Doch die Börsenkurse – die Degi-Fonds werden wie die meisten Fonds zum Beispiel an der Fondsbörse Hamburg gehandelt – signalisieren noch eine immense Unsicherheit: Obwohl der von der Fondsgesellschaft festgestellte Wert aus Immobilien- und Geldvermögen bei 49 Euro pro Anteil liegt, wechseln Fondsanteile an der Börse für nur 37 Euro den Besitzer.

Für risikobereite Anleger wären 32 Prozent Gewinn drin – wenn Aberdeen tatsächlich wiedereröffnet und dann Anteile zu 49 Euro zurücknimmt. Doch Vorsicht: Falls viele Anleger aussteigen und die Liquidität nicht reicht, droht auch dem Degi Europa die Zerschlagung, mit Wartezeiten und Einbußen aus Notverkäufen.

Zu verhindern, dass nach einer Wiedereröffnung von Fonds Anleger in Scharen flüchten, weil keiner der Letzte sein will, den die sprichwörtlichen Hunde beißen, ist eine anspruchsvolle Aufgabe. Eine Schlüsselrolle haben hier Großinvestoren wie Vermögensverwalter und Anbieter von Dachfonds. Nur wenn sie stillhalten, dürften Öffnungsaktionen gelingen.

Retten auch die Großen schnellstmöglich ihr Geld, wird das Vertrauen in die Anlageklasse weiter demontiert. Schon heute müssen sich die Fondshäuser der Großbanken einiges einfallen lassen, um Anleger bei der Stange zu halten.

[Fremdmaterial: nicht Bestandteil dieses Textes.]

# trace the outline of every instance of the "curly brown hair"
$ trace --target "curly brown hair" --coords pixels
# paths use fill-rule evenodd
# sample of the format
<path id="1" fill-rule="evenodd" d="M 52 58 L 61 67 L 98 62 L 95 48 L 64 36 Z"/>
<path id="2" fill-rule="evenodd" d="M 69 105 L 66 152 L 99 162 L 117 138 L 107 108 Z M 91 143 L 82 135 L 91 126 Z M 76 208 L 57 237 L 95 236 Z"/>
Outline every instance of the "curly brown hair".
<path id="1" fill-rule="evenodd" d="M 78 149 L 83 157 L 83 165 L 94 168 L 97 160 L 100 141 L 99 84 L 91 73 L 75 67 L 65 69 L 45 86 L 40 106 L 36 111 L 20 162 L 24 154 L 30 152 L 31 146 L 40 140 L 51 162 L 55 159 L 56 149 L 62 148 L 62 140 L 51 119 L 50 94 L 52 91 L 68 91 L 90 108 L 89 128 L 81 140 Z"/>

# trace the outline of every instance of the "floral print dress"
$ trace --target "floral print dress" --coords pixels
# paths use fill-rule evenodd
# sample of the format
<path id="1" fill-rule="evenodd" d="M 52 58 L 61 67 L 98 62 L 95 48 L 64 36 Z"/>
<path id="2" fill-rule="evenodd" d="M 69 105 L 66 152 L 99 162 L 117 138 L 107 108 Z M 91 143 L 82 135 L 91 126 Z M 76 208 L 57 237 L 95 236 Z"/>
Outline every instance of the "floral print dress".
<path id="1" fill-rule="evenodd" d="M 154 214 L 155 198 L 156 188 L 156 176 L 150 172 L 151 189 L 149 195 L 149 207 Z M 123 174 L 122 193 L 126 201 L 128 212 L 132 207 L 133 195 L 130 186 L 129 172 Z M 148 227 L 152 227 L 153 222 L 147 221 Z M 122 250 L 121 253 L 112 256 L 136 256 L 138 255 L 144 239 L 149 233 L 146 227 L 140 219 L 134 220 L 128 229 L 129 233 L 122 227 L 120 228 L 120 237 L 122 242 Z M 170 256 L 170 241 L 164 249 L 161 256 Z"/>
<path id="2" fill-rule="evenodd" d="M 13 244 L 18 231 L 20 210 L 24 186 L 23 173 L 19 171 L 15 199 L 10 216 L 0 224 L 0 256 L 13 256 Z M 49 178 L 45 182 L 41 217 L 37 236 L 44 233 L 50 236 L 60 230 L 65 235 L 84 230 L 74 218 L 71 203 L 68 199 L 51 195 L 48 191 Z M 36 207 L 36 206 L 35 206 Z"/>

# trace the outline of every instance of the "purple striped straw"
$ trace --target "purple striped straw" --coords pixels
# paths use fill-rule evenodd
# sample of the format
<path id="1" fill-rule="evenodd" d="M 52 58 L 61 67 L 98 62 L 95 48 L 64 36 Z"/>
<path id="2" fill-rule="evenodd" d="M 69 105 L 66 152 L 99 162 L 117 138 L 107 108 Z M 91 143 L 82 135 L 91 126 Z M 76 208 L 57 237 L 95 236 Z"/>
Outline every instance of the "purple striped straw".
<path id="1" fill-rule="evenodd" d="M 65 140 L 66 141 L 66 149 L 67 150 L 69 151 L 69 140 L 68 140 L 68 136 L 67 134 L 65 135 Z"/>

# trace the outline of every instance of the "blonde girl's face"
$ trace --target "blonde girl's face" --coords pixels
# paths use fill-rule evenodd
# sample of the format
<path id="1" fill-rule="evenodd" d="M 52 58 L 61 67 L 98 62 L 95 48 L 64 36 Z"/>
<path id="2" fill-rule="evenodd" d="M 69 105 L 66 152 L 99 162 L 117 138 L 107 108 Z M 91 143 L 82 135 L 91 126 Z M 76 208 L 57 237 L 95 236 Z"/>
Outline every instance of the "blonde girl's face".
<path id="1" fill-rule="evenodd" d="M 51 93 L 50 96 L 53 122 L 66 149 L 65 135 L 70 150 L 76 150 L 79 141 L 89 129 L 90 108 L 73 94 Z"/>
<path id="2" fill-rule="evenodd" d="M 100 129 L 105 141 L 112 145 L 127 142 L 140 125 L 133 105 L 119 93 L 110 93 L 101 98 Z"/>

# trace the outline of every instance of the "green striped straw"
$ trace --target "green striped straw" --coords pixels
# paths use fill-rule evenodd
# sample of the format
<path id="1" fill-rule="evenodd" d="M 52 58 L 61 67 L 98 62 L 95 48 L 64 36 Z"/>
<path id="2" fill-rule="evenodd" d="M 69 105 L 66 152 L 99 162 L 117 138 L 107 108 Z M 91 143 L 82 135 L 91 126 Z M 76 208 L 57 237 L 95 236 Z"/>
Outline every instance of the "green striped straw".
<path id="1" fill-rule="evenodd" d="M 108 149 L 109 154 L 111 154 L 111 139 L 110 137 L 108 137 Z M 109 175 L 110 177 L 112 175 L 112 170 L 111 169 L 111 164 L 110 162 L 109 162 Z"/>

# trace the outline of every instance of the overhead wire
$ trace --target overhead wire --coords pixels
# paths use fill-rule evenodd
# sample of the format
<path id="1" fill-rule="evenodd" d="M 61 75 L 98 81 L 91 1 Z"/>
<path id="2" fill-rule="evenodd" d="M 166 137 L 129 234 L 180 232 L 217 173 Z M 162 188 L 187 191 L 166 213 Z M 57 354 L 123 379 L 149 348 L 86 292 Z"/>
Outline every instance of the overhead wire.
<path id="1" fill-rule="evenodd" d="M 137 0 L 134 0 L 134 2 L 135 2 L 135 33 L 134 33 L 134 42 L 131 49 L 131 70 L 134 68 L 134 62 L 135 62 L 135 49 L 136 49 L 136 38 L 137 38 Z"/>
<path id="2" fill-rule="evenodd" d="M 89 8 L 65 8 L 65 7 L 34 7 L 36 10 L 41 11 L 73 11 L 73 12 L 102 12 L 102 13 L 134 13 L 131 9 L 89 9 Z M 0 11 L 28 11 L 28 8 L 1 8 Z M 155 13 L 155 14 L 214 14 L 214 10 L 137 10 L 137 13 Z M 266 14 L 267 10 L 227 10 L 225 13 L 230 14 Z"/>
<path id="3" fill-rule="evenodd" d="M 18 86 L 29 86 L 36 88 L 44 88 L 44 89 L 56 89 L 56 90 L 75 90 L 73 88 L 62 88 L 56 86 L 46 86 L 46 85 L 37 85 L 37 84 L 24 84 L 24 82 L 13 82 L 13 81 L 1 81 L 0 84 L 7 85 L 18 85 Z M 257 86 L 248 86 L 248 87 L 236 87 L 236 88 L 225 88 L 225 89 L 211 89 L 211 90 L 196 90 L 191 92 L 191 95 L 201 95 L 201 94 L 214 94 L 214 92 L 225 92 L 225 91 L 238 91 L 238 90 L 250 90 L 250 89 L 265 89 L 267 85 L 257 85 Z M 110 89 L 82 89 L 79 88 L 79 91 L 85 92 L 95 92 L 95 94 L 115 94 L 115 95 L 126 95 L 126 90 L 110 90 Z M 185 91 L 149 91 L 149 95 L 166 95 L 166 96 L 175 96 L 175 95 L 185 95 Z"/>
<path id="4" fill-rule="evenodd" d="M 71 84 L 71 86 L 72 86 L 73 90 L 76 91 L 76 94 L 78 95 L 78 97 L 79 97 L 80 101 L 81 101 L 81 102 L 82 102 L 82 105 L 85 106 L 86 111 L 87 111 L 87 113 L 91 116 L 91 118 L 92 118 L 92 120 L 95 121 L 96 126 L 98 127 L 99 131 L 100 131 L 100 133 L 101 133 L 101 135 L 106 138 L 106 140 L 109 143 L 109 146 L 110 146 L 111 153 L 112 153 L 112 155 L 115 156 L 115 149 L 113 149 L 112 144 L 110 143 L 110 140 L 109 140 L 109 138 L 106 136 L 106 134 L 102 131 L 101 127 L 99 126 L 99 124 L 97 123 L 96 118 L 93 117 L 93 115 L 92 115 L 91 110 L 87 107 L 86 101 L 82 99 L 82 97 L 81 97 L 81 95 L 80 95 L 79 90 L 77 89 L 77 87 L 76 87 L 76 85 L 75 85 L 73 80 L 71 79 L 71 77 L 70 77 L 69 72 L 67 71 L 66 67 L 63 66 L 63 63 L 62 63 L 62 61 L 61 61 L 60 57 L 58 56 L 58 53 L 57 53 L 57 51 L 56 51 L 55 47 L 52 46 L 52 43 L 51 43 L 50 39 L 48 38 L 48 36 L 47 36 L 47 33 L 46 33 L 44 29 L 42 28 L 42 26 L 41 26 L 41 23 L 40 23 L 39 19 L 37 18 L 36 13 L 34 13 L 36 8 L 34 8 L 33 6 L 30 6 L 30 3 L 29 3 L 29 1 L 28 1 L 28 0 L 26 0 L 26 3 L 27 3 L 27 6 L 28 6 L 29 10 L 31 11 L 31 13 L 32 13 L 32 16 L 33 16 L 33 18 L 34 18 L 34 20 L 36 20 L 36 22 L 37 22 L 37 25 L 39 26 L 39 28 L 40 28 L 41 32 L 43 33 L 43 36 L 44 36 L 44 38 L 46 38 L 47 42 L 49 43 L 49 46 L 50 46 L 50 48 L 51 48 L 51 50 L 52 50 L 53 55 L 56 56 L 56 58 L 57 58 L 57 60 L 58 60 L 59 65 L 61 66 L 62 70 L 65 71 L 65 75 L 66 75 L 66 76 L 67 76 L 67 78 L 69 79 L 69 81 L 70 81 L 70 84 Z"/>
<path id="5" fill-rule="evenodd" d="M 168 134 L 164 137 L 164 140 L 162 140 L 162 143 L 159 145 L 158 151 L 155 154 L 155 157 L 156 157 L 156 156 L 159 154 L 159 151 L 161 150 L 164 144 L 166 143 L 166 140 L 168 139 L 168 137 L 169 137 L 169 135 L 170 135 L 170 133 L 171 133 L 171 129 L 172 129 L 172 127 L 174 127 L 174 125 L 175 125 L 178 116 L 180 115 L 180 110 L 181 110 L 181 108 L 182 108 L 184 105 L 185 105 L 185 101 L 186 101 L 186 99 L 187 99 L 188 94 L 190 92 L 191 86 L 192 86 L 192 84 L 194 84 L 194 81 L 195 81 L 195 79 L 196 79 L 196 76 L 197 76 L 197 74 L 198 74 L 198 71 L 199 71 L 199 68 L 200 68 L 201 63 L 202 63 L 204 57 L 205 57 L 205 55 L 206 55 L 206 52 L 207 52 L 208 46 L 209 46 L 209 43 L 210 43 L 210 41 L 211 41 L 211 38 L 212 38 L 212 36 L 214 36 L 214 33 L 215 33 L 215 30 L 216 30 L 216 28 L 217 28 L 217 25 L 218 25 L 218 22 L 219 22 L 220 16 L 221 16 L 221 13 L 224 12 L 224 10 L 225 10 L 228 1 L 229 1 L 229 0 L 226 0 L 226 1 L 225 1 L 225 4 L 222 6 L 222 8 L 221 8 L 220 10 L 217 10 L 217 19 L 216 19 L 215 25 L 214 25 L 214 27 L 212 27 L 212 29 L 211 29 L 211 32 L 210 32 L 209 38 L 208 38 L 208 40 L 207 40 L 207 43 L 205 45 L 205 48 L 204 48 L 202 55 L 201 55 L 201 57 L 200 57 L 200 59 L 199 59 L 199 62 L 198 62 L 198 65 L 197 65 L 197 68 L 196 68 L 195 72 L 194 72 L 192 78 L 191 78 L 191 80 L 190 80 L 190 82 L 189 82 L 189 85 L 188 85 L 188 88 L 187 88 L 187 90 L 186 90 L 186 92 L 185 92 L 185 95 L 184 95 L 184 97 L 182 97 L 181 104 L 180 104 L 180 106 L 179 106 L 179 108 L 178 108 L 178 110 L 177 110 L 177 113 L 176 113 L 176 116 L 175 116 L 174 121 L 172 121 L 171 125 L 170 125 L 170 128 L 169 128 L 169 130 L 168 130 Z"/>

Commerz Real etwa vermittelt Fondssparern jetzt Reisen in die Metropolen, in denen der Hausinvest-Fonds investiert: „Ich habe das Gefühl, dass das Geld der Anleger sehr gut investiert ist“, schwärmt eine Teilnehmerin nach dem Trip "Top-Immobilien und dem Zauber von Paris auf der Spur". Anleger sollten sich davon besser nicht blenden lassen.